Ancora, con specifico riferimento alla nozione di conoscenza effettiva e di conoscibilità dell’atto richiamato, è ormai principio indiscusso che, sebbene tale presupposto possa dirsi in re ipsa quando il riferimento attiene a verbali d’ispezione o verifica compiuti alla presenza del contribuente, o a lui notificati o comunicati nei modi di legge,

quando i verbali oggetto di relatio riguardano un soggetto diverso, l’Amministrazione deve dimostrare – sia pure, eventualmente, tramite presunzioni – l’effettiva e tempestiva conoscenza dei documenti da parte del contribuente, non essendo sufficiente il riferimento ad un atto del quale il contribuente stesso possa semplicemente “procurarsi la conoscenza”, poichè ciò comporterebbe una più o meno accentuata e non giustificata riduzione del lasso di tempo a lui concesso per valutare la fondatezza dell’atto impositivo, con indebita menomazione del diritto di difesa”

così Cass. Sez. Trib. Sentenza n. 1418 del 23 gennaio 2008, pronunciata addirittura anteriormente alla vigenza della più rigorosa normativa di cui alla l. 27 luglio 2000, n. 212, art. 7.

Orbene, dall’articolato sostrato giurisprudenziale formatosi in seno alla S.C. e sinora citato, possono trarsi le seguenti conclusioni.

Anzitutto, la motivazione dell’atto impositivo assolve all’essenziale funzione di tutela del diritto di difesa del contribuente.

Tale funzione non è eludibile sul presupposto che questi si sia, in qualche modo, comunque difeso.
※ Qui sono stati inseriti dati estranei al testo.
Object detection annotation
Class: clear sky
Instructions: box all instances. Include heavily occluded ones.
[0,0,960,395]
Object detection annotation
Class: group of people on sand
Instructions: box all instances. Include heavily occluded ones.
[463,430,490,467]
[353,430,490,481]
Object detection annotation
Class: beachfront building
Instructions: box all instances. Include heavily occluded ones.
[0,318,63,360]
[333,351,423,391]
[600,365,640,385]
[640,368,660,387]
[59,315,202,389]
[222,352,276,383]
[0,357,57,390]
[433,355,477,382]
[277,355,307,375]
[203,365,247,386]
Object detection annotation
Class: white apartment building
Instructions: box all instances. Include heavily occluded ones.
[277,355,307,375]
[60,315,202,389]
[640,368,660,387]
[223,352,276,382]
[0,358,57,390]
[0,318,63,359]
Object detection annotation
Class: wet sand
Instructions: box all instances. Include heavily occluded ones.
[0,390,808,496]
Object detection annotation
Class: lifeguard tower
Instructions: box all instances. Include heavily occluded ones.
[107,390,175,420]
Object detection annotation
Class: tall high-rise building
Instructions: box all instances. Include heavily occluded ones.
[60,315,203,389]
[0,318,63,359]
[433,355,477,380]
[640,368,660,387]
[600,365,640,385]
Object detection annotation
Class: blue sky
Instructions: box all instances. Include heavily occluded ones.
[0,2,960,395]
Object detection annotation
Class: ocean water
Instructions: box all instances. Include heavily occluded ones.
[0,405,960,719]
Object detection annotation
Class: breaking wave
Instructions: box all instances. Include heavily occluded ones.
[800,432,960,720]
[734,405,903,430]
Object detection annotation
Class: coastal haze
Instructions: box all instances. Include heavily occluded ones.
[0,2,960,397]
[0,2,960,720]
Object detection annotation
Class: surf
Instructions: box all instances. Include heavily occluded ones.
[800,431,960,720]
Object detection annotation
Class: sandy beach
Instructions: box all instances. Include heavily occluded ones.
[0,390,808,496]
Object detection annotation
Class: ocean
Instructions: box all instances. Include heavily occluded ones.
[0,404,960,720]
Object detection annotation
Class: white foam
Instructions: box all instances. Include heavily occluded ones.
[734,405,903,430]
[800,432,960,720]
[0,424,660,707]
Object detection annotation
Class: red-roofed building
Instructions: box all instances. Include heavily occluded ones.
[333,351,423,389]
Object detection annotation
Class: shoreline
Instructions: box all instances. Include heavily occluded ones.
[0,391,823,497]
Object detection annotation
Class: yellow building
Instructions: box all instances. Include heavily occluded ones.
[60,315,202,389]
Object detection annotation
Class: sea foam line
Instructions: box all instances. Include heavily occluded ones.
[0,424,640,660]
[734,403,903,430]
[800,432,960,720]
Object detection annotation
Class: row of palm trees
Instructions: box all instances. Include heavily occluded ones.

L’allegazione degli atti richiamati per relationem nella parte motiva dell’avviso di accertamento non è necessaria laddove l’Amministrazione fornisca prova dell’effettiva conoscenza degli stessi da parte del contribuente.

Nel caso in cui l’Amministrazione non sia in grado di fornire detta prova, ovvero che gli atti di cui trattasi fossero rivolti a terzi e dunque, come tali, fossero non conoscibili dal contribuente, l’allegazione degli stessi diventa requisito fondamentale ed ineludibile – pena nullità – dell’atto impositivo.

A tal fine, potrebbe essere ritenuto lecito il ricorso alla tecnica della “riproduzione del contenuto essenziale dell’atto” a condizione che siano comunque forniti tutti gli elementi per valutare l’an e il quantum debeatur.

Ove si ricorra a tale peculiare tecnica, però, diventa fondamentale indicare specificatamente gli estremi ed il punto esatto dell’atto da cui tale contenuto essenziale è stato estratto.

Tale onere, difatti, risponde alla fondamentale esigenza di mettere il contribuente – ed il Giudice eventualmente investito del sindacato giurisdizionale sulla vicenda – in condizione di ottenere l’effettiva conoscenza dell’intero atto richiamato, e non soltanto dei passaggi ritenuti essenziali dalla controparte.

Sarebbe, viceversa, irragionevole consentire ad una parte in causa di selezionare le parti rilevanti di un atto non conosciuto – e nemmeno conoscibile – dalla controparte, impedendo poi a quest’ultimo di prendere contezza dell’intero contenuto dello stesso.